II. IRRADIATION FACILITIES
Irradiation with low-dose-rate gamma rays was carried out in a clean irradiation room (Figure 1) equipped with a 137Cs gamma-ray source (370 GBq). The dose rates at 5, 7 and 10 m from the source were 1.2, 0.70 and 0.35 mGy/hr, respectively. The irradiation was continued, except for 1 hr intermissions in the morning on weekdays for care and examination of the mice. The design of the irradiation facility and the details of dosimetry with the ionization chamber and glass dosimeter have been described elsewhere8.
FIGURE 1.
Long-term low-dose-rate irradiation facility
III. EFFECTS OF LOW DOSE/DOSE-RATE IRRADIATION ON THE PROCESS OF TUMORIGENESIS
Chemically Induced Skin Tumors
Groups of thirty-five 5-week old female C57BL/6N mice were irradiated with 137Cs gamma rays at a dose rate of 0.35, 0.70 or 1.2 mGy/hr for 5 weeks. Then, to induce skin tumors, the mice were subcutaneously injected in the groin with 20-methylcholanthrene (MC), which had been dissolved in olive oil, with each mouse receiving 0.1 ml9. The dose of MC was 0.05 mg/mouse. After the MC injection, irradiation was continued at the same dose rate. All animals were given food and water ad libitum following the guidelines for animal experiments at CRIEPI.

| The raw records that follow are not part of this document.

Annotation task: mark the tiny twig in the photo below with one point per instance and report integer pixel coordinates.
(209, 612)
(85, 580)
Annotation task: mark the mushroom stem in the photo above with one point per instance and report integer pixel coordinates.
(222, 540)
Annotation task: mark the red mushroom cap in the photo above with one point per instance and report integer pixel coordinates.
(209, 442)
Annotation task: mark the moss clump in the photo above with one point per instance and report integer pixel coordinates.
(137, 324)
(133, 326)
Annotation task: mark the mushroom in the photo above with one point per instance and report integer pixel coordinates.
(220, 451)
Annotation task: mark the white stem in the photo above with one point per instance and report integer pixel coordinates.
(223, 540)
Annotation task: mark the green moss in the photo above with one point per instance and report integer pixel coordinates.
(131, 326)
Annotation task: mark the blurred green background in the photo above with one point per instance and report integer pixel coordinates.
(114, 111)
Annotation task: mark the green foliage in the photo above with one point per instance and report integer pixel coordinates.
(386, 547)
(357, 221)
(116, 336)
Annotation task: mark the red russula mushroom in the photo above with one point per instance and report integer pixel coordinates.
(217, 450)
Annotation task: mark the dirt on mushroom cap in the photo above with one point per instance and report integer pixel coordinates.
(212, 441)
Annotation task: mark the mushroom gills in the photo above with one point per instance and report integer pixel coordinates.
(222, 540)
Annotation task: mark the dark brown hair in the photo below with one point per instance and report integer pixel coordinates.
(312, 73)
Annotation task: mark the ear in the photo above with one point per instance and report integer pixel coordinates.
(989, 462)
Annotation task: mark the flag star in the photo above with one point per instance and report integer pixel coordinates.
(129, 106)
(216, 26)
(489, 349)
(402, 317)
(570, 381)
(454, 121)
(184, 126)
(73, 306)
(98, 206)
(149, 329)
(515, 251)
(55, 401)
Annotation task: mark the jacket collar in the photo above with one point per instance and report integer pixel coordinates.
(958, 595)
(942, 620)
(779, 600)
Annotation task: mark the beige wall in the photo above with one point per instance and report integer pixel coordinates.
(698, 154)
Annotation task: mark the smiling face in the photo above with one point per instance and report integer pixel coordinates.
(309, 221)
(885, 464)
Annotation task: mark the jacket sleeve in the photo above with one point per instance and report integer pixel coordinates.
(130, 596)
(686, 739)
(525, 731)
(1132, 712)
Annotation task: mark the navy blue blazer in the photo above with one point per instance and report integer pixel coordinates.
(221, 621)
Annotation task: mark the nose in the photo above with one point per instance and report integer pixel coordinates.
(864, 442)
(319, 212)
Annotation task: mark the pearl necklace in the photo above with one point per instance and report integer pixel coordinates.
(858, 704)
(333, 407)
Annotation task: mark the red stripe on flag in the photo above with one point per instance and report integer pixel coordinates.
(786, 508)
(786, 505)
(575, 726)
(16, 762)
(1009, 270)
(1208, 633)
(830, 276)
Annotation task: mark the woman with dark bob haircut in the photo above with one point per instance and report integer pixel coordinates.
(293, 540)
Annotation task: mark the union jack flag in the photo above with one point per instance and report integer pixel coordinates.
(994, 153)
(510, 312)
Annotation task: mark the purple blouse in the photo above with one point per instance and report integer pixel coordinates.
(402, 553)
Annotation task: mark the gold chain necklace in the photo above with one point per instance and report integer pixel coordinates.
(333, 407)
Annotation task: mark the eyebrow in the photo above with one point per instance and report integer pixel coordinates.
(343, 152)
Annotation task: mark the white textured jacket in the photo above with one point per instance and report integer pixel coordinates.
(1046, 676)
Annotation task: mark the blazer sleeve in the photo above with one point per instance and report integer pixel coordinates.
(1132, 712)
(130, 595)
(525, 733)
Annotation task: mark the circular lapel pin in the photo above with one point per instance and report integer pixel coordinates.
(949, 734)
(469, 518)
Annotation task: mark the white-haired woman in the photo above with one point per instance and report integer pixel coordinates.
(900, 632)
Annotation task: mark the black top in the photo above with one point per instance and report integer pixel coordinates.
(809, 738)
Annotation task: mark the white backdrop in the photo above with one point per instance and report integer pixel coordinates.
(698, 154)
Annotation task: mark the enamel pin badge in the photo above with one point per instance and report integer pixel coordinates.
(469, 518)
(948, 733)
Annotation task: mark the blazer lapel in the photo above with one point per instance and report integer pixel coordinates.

The first tumor appeared 53 days after the MC injection in non-irradiated control group. In the 0.35 mGy/hr group, the first tumors appeared 75 days after the MC injection. In the 0.70 mGy/hr group, it appeared 115 days after the injection. And in the 1.2 mGy/hr group, it appeared 108 days after the injection. Cumulative tumor incidences, 200 days after the MC injection, are shown in Figure 2.
FIGURE 2.
Cumulative tumor incidence in MC-injected mice irradiated at different dose rates. The dotted line is the cumulative tumor incidence in the non-irradiated control group.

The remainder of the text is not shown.